The experimental results include seven independent stocks in the technology industry category in 2009 to 2015. Totally, 1731 observations are included in the data. The experimental results are presented base on the stocks in Fig. 1.

Fig. 1.
figure 1

MAPE values of all stocks in 2009–2015.

Full size image

According to the experimental results obtained with 7 independent stocks, we can find that the IABC forecasting model produces much smaller MAPE values than the EGARCH(1,1) model. Nevertheless, it is still suffered from trapping in the local optimum, sometimes, and produces a significant jump of the MAPE value.

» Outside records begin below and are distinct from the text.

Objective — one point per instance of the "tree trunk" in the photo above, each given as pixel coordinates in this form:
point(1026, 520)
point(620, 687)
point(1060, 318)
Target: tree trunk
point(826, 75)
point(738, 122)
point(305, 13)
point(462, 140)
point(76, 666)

5 Conclusions and Future Works

The goal of this work is to forecast the return index of the individual stocks base on the information observed from the trading historical data of the subjects. The category of technology industry stock, which includes 7 independent stocks, in Taiwan Stock Exchange (TWSE) is selected to be the study subject. The EARCH(1,1) and the IABC forecasting models are utilized to generate the forecasting results. The forecasting accuracy is measured by the MAPE value. The experimental results indicate that the IABC forecasting model presents superior results than the EGARCH(1,1). In the future work, we will focus on increasing the stability of the IABC forecasting model to reduce the unsteadiness of the outcome. The forecasting models and the forecasting return index provides the shareholders additional references for operating the investments.